终端和过载约束下的双圆弧制导律

为满足导弹打击目标的落角、时间与过载约束,设计了一种双圆弧轨迹和相应制导律。在初始速度方向角和终端落角的约束下,利用双圆弧的相切关系推导了双圆弧轨迹的解析形式及其可行解集。根据双圆弧轨迹结果由切点决定的特征,推导得出使轨迹满足过载约束、终端约束或能量最优的切点选择方法。之后利用圆弧几何特性和弹目相对运动关系,设计了不依赖弹目距离信息的双圆弧制导律。数值仿真结果表明,双圆弧制导律能够满足复杂约束,且与最优制导律相比,可获得能量最优性相当的结果。

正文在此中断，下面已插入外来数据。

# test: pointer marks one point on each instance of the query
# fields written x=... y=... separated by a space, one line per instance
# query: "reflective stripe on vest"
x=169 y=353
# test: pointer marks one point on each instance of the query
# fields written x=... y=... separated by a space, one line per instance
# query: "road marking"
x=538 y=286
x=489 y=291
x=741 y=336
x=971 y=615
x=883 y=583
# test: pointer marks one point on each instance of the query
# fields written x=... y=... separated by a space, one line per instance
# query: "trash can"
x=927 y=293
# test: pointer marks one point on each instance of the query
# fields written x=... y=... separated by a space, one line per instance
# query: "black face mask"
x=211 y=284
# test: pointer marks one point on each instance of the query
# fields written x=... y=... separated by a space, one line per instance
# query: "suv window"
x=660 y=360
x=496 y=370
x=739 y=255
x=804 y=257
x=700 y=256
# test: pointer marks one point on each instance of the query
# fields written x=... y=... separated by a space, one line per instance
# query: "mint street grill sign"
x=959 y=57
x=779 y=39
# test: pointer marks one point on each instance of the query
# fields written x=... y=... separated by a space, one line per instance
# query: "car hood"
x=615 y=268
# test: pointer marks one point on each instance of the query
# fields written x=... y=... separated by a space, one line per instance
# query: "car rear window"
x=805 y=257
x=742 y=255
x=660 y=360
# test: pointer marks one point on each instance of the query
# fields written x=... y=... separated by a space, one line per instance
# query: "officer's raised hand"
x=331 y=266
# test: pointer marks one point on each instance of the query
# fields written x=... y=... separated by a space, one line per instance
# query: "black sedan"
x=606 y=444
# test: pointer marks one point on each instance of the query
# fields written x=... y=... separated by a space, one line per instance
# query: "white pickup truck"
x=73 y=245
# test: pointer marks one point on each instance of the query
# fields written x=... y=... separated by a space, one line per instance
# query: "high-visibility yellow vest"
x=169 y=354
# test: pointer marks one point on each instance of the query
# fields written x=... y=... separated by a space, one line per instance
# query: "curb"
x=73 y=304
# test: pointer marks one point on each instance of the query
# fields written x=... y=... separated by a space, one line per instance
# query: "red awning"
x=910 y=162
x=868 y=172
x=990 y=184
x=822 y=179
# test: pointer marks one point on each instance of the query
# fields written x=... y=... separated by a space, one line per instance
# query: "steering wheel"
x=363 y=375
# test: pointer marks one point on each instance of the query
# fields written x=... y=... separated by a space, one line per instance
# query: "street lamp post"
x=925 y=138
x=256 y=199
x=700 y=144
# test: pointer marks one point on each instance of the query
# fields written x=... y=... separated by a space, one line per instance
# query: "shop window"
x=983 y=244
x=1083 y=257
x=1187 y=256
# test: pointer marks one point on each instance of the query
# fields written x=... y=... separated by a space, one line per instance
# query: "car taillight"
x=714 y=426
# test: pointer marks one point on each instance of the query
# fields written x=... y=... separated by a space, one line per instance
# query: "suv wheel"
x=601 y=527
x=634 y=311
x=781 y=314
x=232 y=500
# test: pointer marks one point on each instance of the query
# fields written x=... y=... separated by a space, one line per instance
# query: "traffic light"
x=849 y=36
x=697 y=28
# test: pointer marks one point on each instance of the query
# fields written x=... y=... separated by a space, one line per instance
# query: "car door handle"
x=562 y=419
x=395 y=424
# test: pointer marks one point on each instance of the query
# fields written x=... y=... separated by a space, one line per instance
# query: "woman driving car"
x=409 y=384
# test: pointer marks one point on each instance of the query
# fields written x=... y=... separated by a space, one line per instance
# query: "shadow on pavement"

Biarc guidance law with terminal and dynamics constraints

A biarc trajectory and its guidance law are proposed to satisfy the constraints of impact angle, impact time and missile dynamics in missile target engagement. Under the constraints of the initial and terminal flight path angles, the analytical solution and the feasible solution set of biarc trajectories are deduced by using the tangent relationship between two arcs. Based on the relationship between biarc trajectory and its tangent point, the biarc trajectories which satisfy the dynamics constraint, impact time constraint or energy optimality are generated. Then the biarc guidance law, which does not need range to go information, is designed based on the circular geometry and missile target geometry. Simulation results demonstrate the proposed guidance law can satisfy complex guidance constraints, and it can provide comparable results to the optimal guidance law in terms of energy optimality.